A atração física é o início de um jogo de sedução, carregado de fantasias e sentido psicológico. Embora a Psicologia já tenha assimilado a sexualidade como parte fundamental do psiquismo humano, há pouca bibliografia a respeito do tema.

O aspecto evolucionista ainda impera e trata a atração física como nada mais que a busca de genes da melhor qualidade para gerar filhos. Mas, acredita-se que para ocorrer a atração física entre um casal existem mensagens subliminares, que são inconscientes e cujas mensagens vão muito além do objetivo da realização da seleção natural para o acasalamento. Então, o que nos leva a ficar atraídos por aquela pessoa e não outra?

Será a combinação de vários fatores, na maioria deles, são inconscientes e o principal é que a escolha do parceiro nos remeta a nossos pais, sendo estas figuras o nosso primeiro objeto de amor.

Para o apaixonado, tudo é lindo, maravilhoso, até com a expectativa de ter os seus desejos adivinhados pelo parceiro tal como já ocorreu em sua primeira relação simbiótica. E a percepção de que somos separados do outro nos traz angústia, porque acabamos constatando que somos sós e precisamos do outro, ainda que sem nenhuma garantia de que seremos correspondidos. Daí surge a dependência, os medos e incertezas em relação ao amor.

A confusão entre amor e dependência gera a formação do casal simbiótico, parecendo que as pessoas não têm vida própria. Unem-se porque precisam um do outro e não porque querem estar juntos.

A Psicanálise cunhou o termo “relação simbiótica”, na qual mãe e bebê se relacionam como se fosse um único ser. A criança não tem noção de que é um ser separado da mãe, que é resultado desta simbiose. E nesse período do pós-nascimento há várias experiências que comprovam objetivamente tal sintonia, tanto que o bebê, ao comunicar seus desejos e necessidades, vive em total dependência, alternada com momentos de muito prazer (quando há correspondência) e de muita frustração, quando se dá conta de que não está sendo satisfeito (ou correspondido).
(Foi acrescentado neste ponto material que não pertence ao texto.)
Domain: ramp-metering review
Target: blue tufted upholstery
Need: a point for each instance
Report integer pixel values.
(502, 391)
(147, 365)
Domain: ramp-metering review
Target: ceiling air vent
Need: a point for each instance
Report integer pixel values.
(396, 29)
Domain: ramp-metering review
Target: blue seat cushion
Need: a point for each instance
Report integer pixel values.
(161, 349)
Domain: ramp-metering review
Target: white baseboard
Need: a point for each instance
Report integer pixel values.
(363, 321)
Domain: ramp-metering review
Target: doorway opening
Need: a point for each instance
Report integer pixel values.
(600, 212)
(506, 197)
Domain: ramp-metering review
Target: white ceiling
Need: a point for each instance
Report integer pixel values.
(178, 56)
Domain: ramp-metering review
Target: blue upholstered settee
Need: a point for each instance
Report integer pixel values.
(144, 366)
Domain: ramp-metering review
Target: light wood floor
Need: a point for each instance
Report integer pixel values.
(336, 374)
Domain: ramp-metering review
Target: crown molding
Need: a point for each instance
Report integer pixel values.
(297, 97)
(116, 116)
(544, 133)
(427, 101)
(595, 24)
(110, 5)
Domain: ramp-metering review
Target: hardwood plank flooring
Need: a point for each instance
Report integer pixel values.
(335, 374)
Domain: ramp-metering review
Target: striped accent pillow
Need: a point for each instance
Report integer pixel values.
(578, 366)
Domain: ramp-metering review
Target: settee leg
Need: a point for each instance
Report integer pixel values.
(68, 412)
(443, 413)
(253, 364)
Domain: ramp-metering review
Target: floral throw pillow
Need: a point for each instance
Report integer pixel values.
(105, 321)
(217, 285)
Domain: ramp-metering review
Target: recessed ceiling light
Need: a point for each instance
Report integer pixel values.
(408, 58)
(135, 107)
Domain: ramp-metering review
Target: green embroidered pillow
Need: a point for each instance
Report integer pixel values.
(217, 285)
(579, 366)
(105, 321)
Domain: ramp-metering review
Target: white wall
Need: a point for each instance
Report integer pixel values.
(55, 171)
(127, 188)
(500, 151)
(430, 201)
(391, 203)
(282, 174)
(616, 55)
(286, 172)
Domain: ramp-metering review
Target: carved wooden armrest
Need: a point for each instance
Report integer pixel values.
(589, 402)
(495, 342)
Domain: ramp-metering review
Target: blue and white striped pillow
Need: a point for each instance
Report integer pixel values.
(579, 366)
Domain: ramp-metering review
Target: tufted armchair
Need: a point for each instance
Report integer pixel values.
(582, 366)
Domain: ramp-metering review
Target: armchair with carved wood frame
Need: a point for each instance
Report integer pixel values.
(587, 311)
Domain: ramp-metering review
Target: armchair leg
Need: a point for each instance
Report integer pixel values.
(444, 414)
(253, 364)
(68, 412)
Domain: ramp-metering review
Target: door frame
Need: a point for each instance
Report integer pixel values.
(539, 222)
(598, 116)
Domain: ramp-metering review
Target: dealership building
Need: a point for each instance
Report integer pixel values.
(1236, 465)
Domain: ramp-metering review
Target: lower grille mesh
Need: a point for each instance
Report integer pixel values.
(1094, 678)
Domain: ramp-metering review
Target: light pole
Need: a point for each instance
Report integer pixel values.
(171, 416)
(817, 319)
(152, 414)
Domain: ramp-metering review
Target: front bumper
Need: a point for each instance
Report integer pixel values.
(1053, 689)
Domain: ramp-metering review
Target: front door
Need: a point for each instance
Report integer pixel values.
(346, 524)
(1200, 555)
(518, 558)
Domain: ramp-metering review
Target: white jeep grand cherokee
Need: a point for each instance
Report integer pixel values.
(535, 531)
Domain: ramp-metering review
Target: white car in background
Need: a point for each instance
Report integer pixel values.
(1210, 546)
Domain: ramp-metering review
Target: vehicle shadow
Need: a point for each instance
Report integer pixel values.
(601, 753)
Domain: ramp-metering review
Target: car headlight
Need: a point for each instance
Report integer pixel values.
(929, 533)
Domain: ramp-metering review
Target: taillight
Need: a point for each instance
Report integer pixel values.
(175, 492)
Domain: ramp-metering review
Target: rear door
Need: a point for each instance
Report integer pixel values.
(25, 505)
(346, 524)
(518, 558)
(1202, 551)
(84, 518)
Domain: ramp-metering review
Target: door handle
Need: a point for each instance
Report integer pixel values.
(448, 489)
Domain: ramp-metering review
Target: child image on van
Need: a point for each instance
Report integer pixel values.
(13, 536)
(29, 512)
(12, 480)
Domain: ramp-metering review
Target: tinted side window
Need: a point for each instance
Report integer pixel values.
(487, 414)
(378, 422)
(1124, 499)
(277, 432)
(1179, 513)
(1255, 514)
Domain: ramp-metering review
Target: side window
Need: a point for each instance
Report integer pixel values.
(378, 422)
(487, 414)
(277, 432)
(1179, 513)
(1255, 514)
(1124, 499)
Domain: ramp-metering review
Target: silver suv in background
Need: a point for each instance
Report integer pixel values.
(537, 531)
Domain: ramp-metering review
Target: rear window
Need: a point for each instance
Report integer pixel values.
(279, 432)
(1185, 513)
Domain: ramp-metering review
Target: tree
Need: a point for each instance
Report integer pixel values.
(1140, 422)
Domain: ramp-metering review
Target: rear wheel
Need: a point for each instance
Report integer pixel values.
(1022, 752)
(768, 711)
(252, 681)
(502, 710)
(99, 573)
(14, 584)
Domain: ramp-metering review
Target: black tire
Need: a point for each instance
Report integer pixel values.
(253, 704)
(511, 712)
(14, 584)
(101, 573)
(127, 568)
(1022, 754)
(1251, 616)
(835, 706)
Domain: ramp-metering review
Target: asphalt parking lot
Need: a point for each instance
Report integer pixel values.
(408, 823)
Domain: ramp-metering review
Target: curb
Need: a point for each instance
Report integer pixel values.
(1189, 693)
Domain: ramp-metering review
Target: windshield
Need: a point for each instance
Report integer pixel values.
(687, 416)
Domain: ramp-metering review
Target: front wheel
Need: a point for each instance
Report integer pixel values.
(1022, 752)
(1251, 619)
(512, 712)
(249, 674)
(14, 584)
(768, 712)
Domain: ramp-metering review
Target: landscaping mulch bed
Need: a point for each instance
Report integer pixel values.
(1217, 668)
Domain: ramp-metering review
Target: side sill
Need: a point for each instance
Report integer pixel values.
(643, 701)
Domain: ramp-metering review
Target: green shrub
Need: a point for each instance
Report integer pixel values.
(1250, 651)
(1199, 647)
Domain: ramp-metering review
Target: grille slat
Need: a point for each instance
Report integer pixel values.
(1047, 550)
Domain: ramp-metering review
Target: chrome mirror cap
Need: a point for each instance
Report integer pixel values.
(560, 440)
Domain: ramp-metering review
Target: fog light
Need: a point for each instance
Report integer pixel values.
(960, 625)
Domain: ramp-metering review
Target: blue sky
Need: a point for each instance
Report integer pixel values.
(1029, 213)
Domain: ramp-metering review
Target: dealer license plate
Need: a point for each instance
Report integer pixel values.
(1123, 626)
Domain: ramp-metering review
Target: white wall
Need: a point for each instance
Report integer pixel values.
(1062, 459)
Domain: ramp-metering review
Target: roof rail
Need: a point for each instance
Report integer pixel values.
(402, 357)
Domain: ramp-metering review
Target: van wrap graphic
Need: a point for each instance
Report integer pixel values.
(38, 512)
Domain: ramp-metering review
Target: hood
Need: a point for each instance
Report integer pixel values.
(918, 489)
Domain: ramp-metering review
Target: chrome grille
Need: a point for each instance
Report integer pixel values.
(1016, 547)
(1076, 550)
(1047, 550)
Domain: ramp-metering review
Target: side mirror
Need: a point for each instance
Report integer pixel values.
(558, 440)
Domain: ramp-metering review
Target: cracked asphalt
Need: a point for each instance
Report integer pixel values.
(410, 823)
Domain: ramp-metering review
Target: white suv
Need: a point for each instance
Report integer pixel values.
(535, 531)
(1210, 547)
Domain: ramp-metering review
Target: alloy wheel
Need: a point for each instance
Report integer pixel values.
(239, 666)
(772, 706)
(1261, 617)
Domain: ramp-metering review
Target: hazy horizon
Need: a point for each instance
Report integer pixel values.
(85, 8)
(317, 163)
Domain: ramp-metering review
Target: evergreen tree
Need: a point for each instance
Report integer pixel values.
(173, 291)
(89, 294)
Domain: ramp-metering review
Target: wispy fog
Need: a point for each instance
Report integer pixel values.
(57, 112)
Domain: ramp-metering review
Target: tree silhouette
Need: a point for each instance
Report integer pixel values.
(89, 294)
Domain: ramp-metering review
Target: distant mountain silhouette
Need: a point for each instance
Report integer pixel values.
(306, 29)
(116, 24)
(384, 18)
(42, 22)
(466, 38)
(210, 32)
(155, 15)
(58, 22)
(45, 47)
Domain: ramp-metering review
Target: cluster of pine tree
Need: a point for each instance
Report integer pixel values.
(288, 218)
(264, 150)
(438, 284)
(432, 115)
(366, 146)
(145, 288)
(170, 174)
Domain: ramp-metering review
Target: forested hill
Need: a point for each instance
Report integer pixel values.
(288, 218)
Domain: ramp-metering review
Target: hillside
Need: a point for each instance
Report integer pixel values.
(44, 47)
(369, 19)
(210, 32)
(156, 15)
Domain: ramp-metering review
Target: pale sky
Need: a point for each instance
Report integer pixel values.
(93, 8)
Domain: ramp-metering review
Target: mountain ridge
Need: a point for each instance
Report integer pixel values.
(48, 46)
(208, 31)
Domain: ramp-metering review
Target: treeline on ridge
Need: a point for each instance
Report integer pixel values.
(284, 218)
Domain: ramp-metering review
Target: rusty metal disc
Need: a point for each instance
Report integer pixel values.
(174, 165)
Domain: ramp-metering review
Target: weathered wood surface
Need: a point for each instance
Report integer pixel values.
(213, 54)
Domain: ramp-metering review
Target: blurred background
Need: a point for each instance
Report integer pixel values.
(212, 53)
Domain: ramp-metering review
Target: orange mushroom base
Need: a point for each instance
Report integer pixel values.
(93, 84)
Quando se inicia uma diminuição da simbiose como decorrência da maturação físico-neurológica, começam a surgir as condições para uma relação propriamente dita, estando o bebê já apto, ainda que rudimentarmente, a perceber-se separado da mãe. Estas emoções do bebê vivenciadas em relação à mãe são tão fortes que ficam impregnadas no seu inconsciente e serão reeditadas na fase adulta, ao se relacionar com o parceiro (Costa, 1996).

É com base no suceder dessas experiências concretas de dependência na infância que serão apoiadas as condições de se submeter a experiências num relacionamento amoroso, bem como, a escolha do objeto amado.

A escolha do parceiro será sempre parcialmente consciente mesclada de fantasias e desejos, mesmo que o outro esteja longe de poder realizá-los. Revive-se com intensidade a sensação de dependência e apego, que estará sempre presente na relação afetiva, porém mais equilibrada numa pessoa amadurecida (Costa, 1996).

As características significativas de amadurecimento são a capacidade de perdoar e o respeito à autonomia do outro, o que implica tolerar que ele possa continuar sendo quem é, sem que isso traga perigo à relação. Ao tomar consciência dessas emoções, poderemos nos libertar de uma atitude mais infantil ou mais primitiva, atingindo estados de maior equilíbrio mental, sempre através da percepção de nós mesmos (Costa, 1996).

O personagem Xavier está num outro extremo, que é o não querer estar junto porque teme o vínculo amoroso. O amor é sinônimo desta relação de dependência e ele imagina que terá que abrir mão da sua liberdade e de sua individualidade.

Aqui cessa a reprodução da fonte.